A veces uno cree qe lo que duele es la realidad pero lo qe duele es el ideal. La vida qe imaginás puede ser un sueño, pero también puede convertirse en una cárcel. Imaginar tú vida ideal está bueno, pero qe la vida imagine por vos es mucho mejor. A veces hay qe dejarse sorprender. La obsesión por el ideal te puede hacer perder de vista lo real, lo verdadero, lo qe necesitás, nada está a la altura de un ideal. Si qerés concretar tus sueños lo mejor es empezar por matar al ideal.

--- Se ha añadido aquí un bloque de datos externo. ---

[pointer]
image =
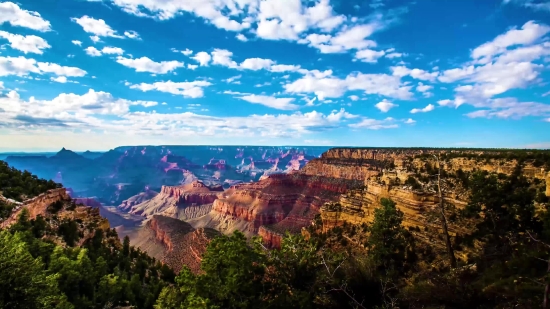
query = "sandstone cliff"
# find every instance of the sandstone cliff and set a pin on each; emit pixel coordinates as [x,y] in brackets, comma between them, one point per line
[127,205]
[37,205]
[407,176]
[274,205]
[173,242]
[181,202]
[87,218]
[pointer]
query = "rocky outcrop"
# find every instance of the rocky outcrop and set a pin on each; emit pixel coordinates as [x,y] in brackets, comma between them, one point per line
[173,242]
[274,205]
[87,201]
[181,202]
[127,205]
[37,205]
[396,167]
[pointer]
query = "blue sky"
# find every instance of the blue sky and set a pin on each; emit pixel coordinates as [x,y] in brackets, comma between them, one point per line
[97,74]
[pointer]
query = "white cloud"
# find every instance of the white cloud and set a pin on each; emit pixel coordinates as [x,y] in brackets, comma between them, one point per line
[277,103]
[420,74]
[241,37]
[233,79]
[423,88]
[369,55]
[95,38]
[509,108]
[60,70]
[324,86]
[426,109]
[26,44]
[528,34]
[186,89]
[59,79]
[394,55]
[279,68]
[256,64]
[112,50]
[144,64]
[223,57]
[132,35]
[92,51]
[11,13]
[385,105]
[97,27]
[203,58]
[373,124]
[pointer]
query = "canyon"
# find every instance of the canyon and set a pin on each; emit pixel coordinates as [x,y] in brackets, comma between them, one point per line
[174,223]
[123,172]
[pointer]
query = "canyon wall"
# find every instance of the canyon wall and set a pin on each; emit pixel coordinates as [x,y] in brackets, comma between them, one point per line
[181,202]
[173,242]
[274,205]
[393,170]
[37,205]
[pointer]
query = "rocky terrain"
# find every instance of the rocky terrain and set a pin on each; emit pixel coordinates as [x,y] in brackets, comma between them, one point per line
[174,242]
[182,202]
[56,206]
[409,178]
[123,172]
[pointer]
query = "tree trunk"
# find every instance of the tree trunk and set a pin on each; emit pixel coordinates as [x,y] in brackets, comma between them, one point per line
[450,251]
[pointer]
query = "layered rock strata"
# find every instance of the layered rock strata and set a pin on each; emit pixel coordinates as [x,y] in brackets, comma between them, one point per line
[181,202]
[274,205]
[173,242]
[37,205]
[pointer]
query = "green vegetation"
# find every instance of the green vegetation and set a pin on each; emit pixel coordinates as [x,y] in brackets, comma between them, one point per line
[37,273]
[380,265]
[16,185]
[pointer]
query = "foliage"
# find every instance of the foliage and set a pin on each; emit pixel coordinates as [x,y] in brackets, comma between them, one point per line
[15,184]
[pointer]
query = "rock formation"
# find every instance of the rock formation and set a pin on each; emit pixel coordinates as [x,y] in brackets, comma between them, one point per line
[37,205]
[181,202]
[387,173]
[173,242]
[127,205]
[274,205]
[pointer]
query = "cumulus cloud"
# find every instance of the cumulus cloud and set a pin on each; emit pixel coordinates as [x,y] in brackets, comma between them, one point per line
[509,61]
[385,105]
[73,111]
[112,50]
[144,64]
[203,58]
[92,51]
[26,44]
[256,64]
[374,124]
[21,66]
[14,15]
[426,109]
[132,35]
[542,5]
[241,37]
[187,89]
[96,26]
[324,86]
[269,101]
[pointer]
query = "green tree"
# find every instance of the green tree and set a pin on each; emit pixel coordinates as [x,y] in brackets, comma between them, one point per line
[23,281]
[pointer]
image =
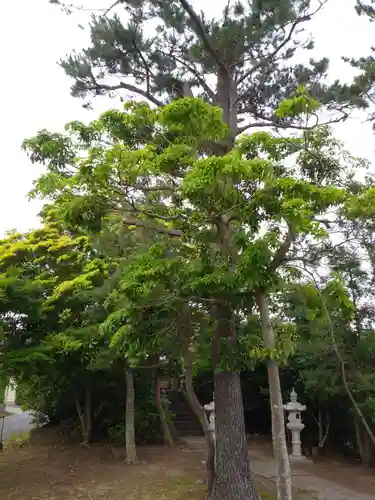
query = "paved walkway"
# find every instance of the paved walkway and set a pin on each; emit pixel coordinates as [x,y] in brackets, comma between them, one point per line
[17,423]
[302,480]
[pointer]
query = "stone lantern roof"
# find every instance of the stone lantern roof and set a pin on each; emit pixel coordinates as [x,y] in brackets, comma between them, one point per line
[294,405]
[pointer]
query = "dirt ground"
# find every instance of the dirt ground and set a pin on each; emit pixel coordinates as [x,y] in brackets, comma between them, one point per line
[348,473]
[62,472]
[44,470]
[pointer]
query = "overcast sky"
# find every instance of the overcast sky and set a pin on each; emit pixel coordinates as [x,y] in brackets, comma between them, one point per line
[35,92]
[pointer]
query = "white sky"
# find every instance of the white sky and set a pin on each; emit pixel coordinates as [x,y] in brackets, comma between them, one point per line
[35,91]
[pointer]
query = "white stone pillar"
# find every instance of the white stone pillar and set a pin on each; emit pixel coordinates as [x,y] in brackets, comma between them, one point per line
[295,425]
[10,393]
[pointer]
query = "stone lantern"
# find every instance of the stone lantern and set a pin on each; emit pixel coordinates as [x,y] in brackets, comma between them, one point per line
[210,409]
[295,425]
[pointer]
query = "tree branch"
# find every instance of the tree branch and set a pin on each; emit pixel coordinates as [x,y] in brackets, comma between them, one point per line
[194,72]
[175,233]
[242,129]
[131,88]
[202,34]
[274,52]
[283,249]
[298,21]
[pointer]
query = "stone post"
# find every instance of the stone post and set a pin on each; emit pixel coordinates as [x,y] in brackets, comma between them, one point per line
[10,393]
[295,425]
[210,409]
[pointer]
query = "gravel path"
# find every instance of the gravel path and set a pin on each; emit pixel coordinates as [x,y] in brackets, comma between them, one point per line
[17,423]
[321,489]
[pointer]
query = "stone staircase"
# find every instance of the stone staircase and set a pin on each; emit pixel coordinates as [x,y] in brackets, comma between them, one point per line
[184,419]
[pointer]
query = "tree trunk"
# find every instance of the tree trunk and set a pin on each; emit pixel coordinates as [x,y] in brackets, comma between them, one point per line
[88,412]
[233,479]
[85,416]
[167,434]
[202,417]
[364,444]
[131,450]
[280,450]
[324,427]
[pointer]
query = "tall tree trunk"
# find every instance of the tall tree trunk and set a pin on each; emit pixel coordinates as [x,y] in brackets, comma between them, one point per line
[131,450]
[167,434]
[202,417]
[185,335]
[283,478]
[365,448]
[84,416]
[233,479]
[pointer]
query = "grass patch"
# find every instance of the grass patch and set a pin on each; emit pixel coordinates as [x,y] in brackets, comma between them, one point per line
[176,489]
[17,440]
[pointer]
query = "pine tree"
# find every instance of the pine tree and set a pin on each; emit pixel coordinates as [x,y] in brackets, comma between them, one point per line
[241,62]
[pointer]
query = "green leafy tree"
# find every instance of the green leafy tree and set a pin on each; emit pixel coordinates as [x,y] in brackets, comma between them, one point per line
[236,217]
[49,319]
[240,60]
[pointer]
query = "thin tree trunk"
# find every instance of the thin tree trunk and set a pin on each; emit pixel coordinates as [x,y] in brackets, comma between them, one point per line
[88,411]
[82,419]
[131,450]
[202,417]
[323,429]
[233,479]
[364,444]
[283,479]
[342,364]
[167,434]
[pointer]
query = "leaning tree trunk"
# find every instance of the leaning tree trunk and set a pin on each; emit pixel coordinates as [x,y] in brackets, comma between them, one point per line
[365,448]
[84,415]
[283,478]
[131,450]
[167,434]
[202,417]
[185,336]
[233,479]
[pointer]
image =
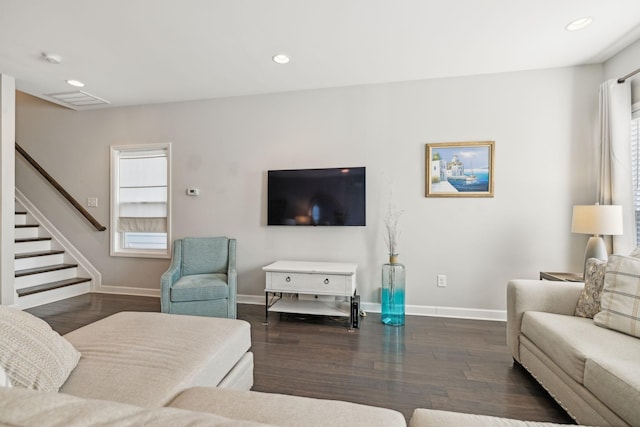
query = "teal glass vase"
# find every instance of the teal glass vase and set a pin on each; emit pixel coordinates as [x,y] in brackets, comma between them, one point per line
[393,274]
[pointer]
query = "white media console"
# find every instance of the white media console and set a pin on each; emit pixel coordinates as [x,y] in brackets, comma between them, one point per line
[311,288]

Ojo, no me estoy refiriendo a matar los ideales, sino qe hay veces qe uno se imagina su vida como si fuera una película, una epopeya heroica, & es muy difícil estar a la altura de ese ideal. El ideal es una luz muy brillante, muy brillante, tanto qe puede terminar opacando la realidad. Podés sufrir toda la vida por ese ideal, hermoso, puro, brillante, pero lejano & cada vez más lejano. Hay qe poder distinguir los sueños del ideal. Los sueños son peqeñas excusas qe nos ayudan a crecer. El ideal es una gran mole de oro qe nos paraliza. En cambio la realidad es frágil, endeble, imperfecta, pero verdadera. Porqe al final del camino uno puede contar la vida qe vivió, no la que imaginó.
Entonces mejor qe imaginar la vida..
es vivirla.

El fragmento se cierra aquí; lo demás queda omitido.